Data Engineering/Systems/EventLogging/Data representations

From Wikitech

This page gives an overview over the various representations of EventLogging data available on the WMF production cluster, and expectations around those representations.

Hadoop & Hive

EventLogging analytics data is imported from Kafka into Hadoop as raw JSON, and then 'refined' into Parquet backed Hive tables. These tables are in the Hive event and event_sanitized databases. The refined data is stored in HDFS in the hdfs:///wmf/data/event directory. And the sanititized data is stored under hdfs:///wmf/data/event_sanitized.

See: Analytics/Systems/EventLogging#Hadoop_.26_Hive for info on how to access this data.

'all-events' JSON log files

Use this data source only to debug issues around ingestion into the m2 database (data ingested only on hadoop does not go through these files)

Entries are JSON objects.

Only validated events get written.

In case of bugs, historic data does not get fixed.

Those files are available as:

  • stats1004:/srv/log/eventlogging/archive/all-events.log-$DATE.gz
  • stats1005:/srv/log/eventlogging/archive/all-events.log-$DATE.gz
  • eventlog1002:/var/log/eventlogging/...

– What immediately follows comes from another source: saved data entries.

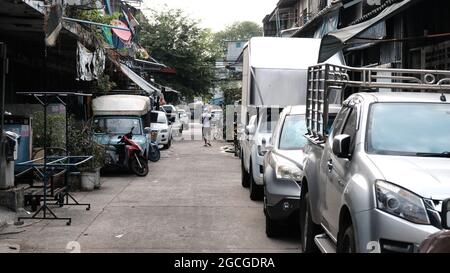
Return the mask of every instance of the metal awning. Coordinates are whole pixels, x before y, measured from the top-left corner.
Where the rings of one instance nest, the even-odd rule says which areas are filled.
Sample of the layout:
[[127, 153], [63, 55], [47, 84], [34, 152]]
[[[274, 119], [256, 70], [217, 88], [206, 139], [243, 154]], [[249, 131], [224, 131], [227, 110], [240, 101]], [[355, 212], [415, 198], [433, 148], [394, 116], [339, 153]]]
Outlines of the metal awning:
[[149, 94], [156, 93], [157, 96], [161, 95], [161, 90], [150, 84], [148, 81], [144, 80], [141, 76], [136, 74], [125, 64], [120, 64], [120, 69], [122, 72], [135, 84], [137, 84], [142, 90], [148, 92]]
[[371, 26], [380, 21], [391, 18], [417, 1], [419, 0], [403, 0], [394, 3], [386, 7], [377, 16], [370, 20], [328, 33], [322, 38], [318, 62], [321, 63], [326, 61], [331, 56], [342, 50], [347, 45], [349, 40], [357, 38], [359, 34]]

Raw 'client' side log files

Use this data source only to debug issues around ingestion into the m2 database.

Entries are parameters to the /beacon/event HTTP request. They are not decoded at all.

In case of bugs, historic data does not get fixed. Neither need hot-fixes reach those files.

Those files are available as:

  • stats1004:/srv/log/eventlogging/archive/client-side-events.log-$DATE.gz
  • stats1005:/srv/log/eventlogging/archive/client-side-events.log-$DATE.gz
  • eventlog1002:/var/log/eventlogging/...

Kafka

EventLogging now feeds the following topics in Kafka:

  • eventlogging-valid-mixed: This topic exists for ingestion into MariaDB and contains most of the live EventLogging analytics data. Some schemas are blacklisted.
  • eventlogging_<schemaName>: All events from the specified schema. Each schema has its own deditcated topic.

Varnish pipeline

Since EventLogging data is extracted at the bits caches, and the EventLogging payload is encoded in the URL, EventLogging data is available in all log targets from the caches.

In case of bugs, historic data does not get fixed. Neither need hot-fixes reach this pipeline.